The “Delusional” Demand?
The stalemate stems from the union’s December proposal, which demanded a $10.5 million salary cap and a staggering 30% share of gross league revenue. The league’s response? Silence. For four weeks, they didn’t even bother to counter, deeming the ask so detached from financial reality that it didn’t warrant a reply.
The league, which has allegedly never turned a profit in 29 years and is subsidized by the NBA, views this as a “non-starter.” They have offered a significant compromise: a revenue-sharing model equating to about 15% of league revenue, raising the average salary to over $530,000—a massive jump from the current average. Yet, players like Natasha Cloud remain defiant, stating, “We will not f***ing move until y’all move,” insisting that the players are the ones who “make the business go.”
The Caitlin Clark Reality Check
This is where the union’s argument hits a data-driven wall. While Cloud and others claim they drive the business, the numbers suggest otherwise. The “Unrivaled” league—a 3-on-3 venture featuring top stars like Breanna Stewart and Cloud but excluding Caitlin Clark—launched with hype in January 2025 but has struggled to generate significant viewership or mainstream media coverage.
Contrast that with the “Caitlin Clark Effect.” In 2024, Fever games featuring Clark averaged double the viewership of other matchups. Her presence drove a 325% attendance increase for Indiana. The uncomfortable truth for the union is that the massive growth they are trying to leverage is largely tied to a single player—a rookie who isn’t even part of the current negotiating committee and is locked into a rookie-scale contract through 2028.

The Nightmare Scenario
This creates a terrifying leverage imbalance. If the veterans strike, the league has a nuclear option: use replacement players.

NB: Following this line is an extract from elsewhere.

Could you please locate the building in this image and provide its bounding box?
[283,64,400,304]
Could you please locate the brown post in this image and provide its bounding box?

Imagine a season where the established stars sit out, but the league proceeds with rookies, replacement players, and—crucially—Caitlin Clark. The Fever would likely still sell out. TV ratings might dip, but they wouldn’t collapse because the casual audience is tuning in for Clark, not the collective tenure of the league’s veterans.
In this scenario, striking players would lose millions in salary, while the league continues to operate, proving that the “product” can survive without them. It is a gamble that could break the union.
The Smart Play vs. The Pride Play

Union leaders like Plum seem to understand the stakes, emphasizing the timeline pressure. The smart play may be to bank the league’s current offer—which represents a life-changing financial improvement for most players—and live to fight another day when the league has developed more stars with Clark’s drawing power.
But if the union holds firm on Monday, fueled by pride rather than pragmatism, they risk walking into a lockout where the owners hold all the cards. The league knows it can weather a storm better than the players can. The question is: who blinks first? Monday’s meeting isn’t just a negotiation; it’s a reality check. And for the WNBA players, reality might be about to hit hard.